The average temperature was 0.17°C higher than in 2016, the previous record year–this is quite a significant jump. Photo: Damian Gadal_Wikimedia Commons

2023 world’s hottest year ever; reached very close to 1.5°C warming limit

Last year was the hottest year on record by a huge margin. According to the EU’s Copernicus Climate Change Service (CCCS), the planet was 1.48°C warmer in 2023 than pre-industrial levels—almost reaching the 1.5°C warming limit set in the Paris Agreement. The average temperature was 0.17°C higher than in 2016, the previous record year–this is quite a significant jump. The main causes were record CO2 emissions coupled with El Nino. 

Land on which Rabi crop was sown in 2023 lower than 2022; erratic rainfall to blame?

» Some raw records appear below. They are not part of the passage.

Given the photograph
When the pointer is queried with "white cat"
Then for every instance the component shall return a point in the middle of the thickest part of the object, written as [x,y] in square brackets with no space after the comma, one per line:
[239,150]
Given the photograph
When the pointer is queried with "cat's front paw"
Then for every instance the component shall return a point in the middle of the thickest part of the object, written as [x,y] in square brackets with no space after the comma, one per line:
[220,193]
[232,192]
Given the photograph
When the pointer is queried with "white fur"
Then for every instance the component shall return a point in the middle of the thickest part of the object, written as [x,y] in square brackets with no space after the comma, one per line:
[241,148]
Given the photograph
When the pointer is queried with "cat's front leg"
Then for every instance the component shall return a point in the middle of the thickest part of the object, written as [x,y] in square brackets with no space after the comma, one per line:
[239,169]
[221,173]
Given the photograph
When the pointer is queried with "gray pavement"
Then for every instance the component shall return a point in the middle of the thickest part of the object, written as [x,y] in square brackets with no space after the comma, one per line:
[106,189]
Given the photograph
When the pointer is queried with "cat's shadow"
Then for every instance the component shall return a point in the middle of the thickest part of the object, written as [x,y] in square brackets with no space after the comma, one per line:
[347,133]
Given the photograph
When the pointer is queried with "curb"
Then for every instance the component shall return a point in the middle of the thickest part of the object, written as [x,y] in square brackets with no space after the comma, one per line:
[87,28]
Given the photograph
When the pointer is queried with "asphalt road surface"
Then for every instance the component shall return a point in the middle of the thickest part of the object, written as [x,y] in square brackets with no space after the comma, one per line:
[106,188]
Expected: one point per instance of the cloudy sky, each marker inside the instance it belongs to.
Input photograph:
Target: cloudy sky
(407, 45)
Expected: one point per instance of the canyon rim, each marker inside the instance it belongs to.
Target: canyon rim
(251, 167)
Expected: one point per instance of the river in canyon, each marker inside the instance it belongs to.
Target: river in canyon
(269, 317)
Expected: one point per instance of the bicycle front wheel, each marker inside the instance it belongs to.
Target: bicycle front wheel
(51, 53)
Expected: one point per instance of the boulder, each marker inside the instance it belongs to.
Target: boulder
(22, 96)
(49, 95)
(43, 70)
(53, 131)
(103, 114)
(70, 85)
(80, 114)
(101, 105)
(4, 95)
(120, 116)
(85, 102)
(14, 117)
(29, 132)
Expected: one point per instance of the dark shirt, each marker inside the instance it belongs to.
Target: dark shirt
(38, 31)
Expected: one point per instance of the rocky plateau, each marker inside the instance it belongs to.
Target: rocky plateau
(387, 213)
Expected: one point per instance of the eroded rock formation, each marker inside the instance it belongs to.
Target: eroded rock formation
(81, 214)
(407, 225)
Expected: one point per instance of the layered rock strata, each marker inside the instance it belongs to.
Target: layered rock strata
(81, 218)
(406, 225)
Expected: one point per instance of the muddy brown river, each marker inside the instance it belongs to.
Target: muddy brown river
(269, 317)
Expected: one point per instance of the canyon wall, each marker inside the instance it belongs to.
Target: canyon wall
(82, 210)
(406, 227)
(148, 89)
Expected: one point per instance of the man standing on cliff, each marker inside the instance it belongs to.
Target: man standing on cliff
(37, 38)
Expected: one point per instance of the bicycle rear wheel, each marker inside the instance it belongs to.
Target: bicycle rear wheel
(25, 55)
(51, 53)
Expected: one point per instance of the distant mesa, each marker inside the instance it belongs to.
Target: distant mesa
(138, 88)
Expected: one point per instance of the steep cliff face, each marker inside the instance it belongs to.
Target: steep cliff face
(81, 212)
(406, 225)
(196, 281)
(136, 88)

India’s Rabi crop production may be low for the season, according to preliminary data. Acreage is approximately 1,651,000 hectares less than usual, with pulses experiencing the lowest acreage, according to the data. Changes in rainfall patterns is most likely the reason for the fall. The government records show rabi crop was sown on 62.96 million hectares of land until December 2023. The current season’s sowing area has decreased by 1.65 million hectares. The sowing of pulses has also seen a decline last year, with gram cultivation suffering the most serious hit. Karnataka, Maharashtra, Rajasthan, Odisha, Andhra Pradesh, Chhattisgarh and Gujarat among states affected. 

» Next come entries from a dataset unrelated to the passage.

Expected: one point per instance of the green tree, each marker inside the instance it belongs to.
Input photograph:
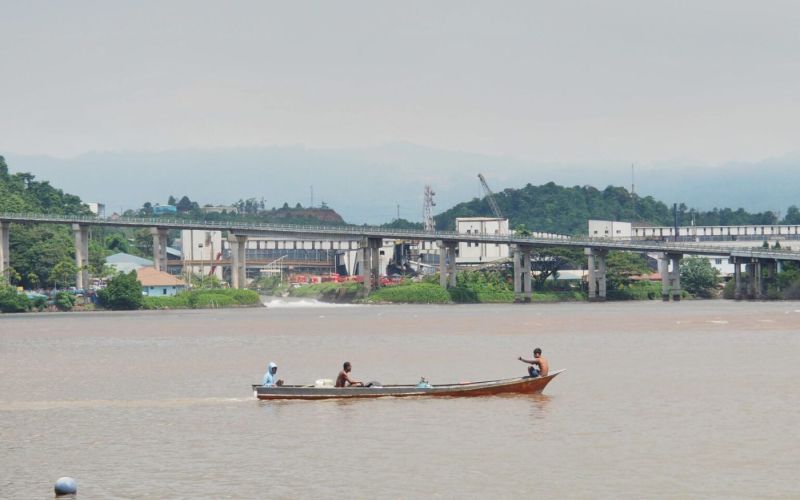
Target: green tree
(10, 300)
(64, 301)
(792, 215)
(621, 267)
(698, 276)
(123, 292)
(64, 273)
(548, 261)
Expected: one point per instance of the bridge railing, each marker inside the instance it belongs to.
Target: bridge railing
(375, 231)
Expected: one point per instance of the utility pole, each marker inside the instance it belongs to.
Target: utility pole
(633, 193)
(427, 209)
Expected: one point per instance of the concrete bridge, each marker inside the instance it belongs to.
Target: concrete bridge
(370, 240)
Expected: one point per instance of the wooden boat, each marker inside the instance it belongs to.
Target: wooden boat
(519, 385)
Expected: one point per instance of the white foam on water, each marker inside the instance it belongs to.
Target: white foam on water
(280, 303)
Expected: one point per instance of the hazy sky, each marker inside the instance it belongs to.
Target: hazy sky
(706, 81)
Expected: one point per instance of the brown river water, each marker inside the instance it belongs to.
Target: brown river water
(680, 400)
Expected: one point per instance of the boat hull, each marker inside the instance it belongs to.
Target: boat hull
(520, 385)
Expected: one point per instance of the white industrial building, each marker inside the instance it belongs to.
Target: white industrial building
(610, 229)
(203, 248)
(473, 252)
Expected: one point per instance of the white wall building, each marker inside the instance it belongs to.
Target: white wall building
(203, 246)
(472, 252)
(610, 229)
(99, 209)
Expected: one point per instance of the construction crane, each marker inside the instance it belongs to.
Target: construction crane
(427, 210)
(490, 197)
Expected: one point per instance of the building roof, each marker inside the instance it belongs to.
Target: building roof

Not enough land available to implement biodiversity targets along with mitigation strategies: Study

The lack of available land could prove to be an impediment in implementing biodiversity targets and climate mitigation measures, according to a recent study. The research published in the journal Frontiers in Climate stated countries have pledged 120 million square kilometres for land-based carbon dioxide removal (CDR) to achieve net-zero goals. This includes afforestation or reforestation, peatland management, and soil carbon sequestration, among others. In 2022, nations agreed on a biodiversity “30×30” target, which aims to safeguard 30% of the world’s terrestrial and marine areas by 2030. 

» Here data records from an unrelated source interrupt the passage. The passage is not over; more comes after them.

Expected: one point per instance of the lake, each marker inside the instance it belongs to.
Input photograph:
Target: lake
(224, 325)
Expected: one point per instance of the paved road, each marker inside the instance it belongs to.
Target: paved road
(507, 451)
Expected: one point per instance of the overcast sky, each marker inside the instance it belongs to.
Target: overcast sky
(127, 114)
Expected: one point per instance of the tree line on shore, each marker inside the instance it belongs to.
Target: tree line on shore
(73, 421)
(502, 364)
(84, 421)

All of these targets depend on land use and are in conflict with each other, the study stated. It recommended governments should prioritise degraded lands for CDR activities to minimise the conflict with regions valuable for biodiversity. 

Today’s CO2 concentration highest in 14 million years: Study

A new study mapped changes in atmospheric levels of CO2 in the past 66 million years. It found that today’s concentration–420 parts per million—is higher than it has ever been over the past 14 million years. The study, published in the journal Science, tried to reconstruct CO2 concentrations going back until the Cenozoic era, when dinosaurs turned extinct and mammals first began roaming the Earth. 

In order to measure CO2 levels from so long ago, the scientists relied on direct evidence such as air bubbles in glaciers, which carry evidence of CO2 levels going back 800,000 years, along with indirect evidence such as isotopes in minerals and the morphology of fossilised leaves, among other things.